William Weeks Hall was born in October 31, 1894 in Orleans Parish; to parents Gilbert Lewis Hall and Mary "Lily" Weeks.[2] His maternal grandparents David and Mary Conrad Weeks had built the Shadows-on-the-Teche plantation in 1834.
Hall attended the Pennsylvania Academy of the Fine Arts (PAFA). Around 1917, Hall won a scholarship through PAFA to travel to Europe.[3] His early paintings were abstract. He lived in Paris for a few years after college. During World War I (1914–1918), Hall served in the Office of Naval Intelligence.

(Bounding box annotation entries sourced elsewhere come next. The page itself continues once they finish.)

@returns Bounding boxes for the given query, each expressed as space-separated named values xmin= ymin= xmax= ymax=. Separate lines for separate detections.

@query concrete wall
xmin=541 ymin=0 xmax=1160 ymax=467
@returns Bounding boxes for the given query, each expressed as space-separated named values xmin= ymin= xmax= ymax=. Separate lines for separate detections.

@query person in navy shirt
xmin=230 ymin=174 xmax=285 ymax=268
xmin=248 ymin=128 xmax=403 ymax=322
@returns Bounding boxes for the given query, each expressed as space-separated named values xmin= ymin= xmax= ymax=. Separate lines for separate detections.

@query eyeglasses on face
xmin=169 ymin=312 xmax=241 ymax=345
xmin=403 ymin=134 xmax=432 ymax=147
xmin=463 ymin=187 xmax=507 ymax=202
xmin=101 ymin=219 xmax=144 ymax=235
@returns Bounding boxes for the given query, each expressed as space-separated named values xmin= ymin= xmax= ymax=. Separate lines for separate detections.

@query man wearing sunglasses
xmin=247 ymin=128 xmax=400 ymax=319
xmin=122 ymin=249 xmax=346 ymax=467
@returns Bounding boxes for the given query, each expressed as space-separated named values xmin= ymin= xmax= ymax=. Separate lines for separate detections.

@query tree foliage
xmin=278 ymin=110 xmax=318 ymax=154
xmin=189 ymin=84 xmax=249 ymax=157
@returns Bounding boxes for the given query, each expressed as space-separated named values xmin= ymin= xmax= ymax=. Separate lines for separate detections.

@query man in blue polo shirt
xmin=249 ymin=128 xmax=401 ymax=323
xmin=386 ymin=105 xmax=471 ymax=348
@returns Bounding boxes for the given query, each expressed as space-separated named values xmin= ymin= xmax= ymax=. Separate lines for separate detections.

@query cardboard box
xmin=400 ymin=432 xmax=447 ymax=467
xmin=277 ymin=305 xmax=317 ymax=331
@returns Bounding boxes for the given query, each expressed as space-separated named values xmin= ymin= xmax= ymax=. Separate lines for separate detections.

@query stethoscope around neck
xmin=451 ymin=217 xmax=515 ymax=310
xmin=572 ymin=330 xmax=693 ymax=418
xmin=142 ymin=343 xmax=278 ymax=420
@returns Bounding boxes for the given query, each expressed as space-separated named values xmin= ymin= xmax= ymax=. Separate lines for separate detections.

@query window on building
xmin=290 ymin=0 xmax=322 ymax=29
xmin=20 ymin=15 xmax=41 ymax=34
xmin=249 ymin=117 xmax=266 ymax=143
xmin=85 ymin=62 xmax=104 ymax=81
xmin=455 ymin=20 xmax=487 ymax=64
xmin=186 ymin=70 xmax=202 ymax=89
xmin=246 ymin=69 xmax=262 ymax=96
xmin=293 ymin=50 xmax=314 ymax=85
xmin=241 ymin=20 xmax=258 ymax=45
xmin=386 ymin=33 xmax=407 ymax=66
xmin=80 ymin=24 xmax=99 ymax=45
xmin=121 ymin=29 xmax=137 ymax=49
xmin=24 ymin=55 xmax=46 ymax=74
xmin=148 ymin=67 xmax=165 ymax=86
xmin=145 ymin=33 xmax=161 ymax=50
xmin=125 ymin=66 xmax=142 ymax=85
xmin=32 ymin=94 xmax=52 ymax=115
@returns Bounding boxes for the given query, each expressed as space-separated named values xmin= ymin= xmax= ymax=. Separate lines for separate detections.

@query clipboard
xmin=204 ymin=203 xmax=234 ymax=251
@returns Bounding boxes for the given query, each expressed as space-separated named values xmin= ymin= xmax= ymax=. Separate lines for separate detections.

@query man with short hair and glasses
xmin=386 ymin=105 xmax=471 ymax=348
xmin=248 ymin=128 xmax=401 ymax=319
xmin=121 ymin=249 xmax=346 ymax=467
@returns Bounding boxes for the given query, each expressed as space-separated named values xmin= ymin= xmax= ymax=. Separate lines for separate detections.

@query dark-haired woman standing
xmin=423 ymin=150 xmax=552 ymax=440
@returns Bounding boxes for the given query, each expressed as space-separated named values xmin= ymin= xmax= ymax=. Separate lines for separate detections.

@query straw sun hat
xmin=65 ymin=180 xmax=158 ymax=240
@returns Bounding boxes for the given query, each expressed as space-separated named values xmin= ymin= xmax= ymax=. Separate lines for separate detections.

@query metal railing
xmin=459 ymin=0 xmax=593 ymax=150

In 1920, Hall returned to New Iberia and in 1922 he started to restore the Shadows-on-the-Teche.[4] He had many notable guests and friends in the arts that would come visit him in New Iberia including D. W. Griffith,[5] Henry Miller,[6] [7] Cecil B. DeMille, among others. A New Iberian local musician Al E. Dieudonne dedicated his song, "Shadows-on-the-Teche" to Hall in 1930.[8]
In 1927, Hall was a charter member of the New Orleans Art League.[9] He injured his arm in 1937, and was forced to give up painting, and around this time he started to focus more on photography.[10]
Hall died on June 27, 1958, and was initially buried at the Rose Hill Cemetery. In 1961, his body was moved to the family plot at Shadows-on-the-Teche cemetery. He never married. Hall left the Shadows-on-the-Teche to the National Trust for Historic Preservation after his death.[11]
Hall's art work is including in public museum collections at the Pennsylvania Academy of the Fine Arts.[12] In Henry Miller's book, The Air-Conditioned Nightmare (1945), includes information about his time in New Iberia and Hall is quoted (page 97).[13]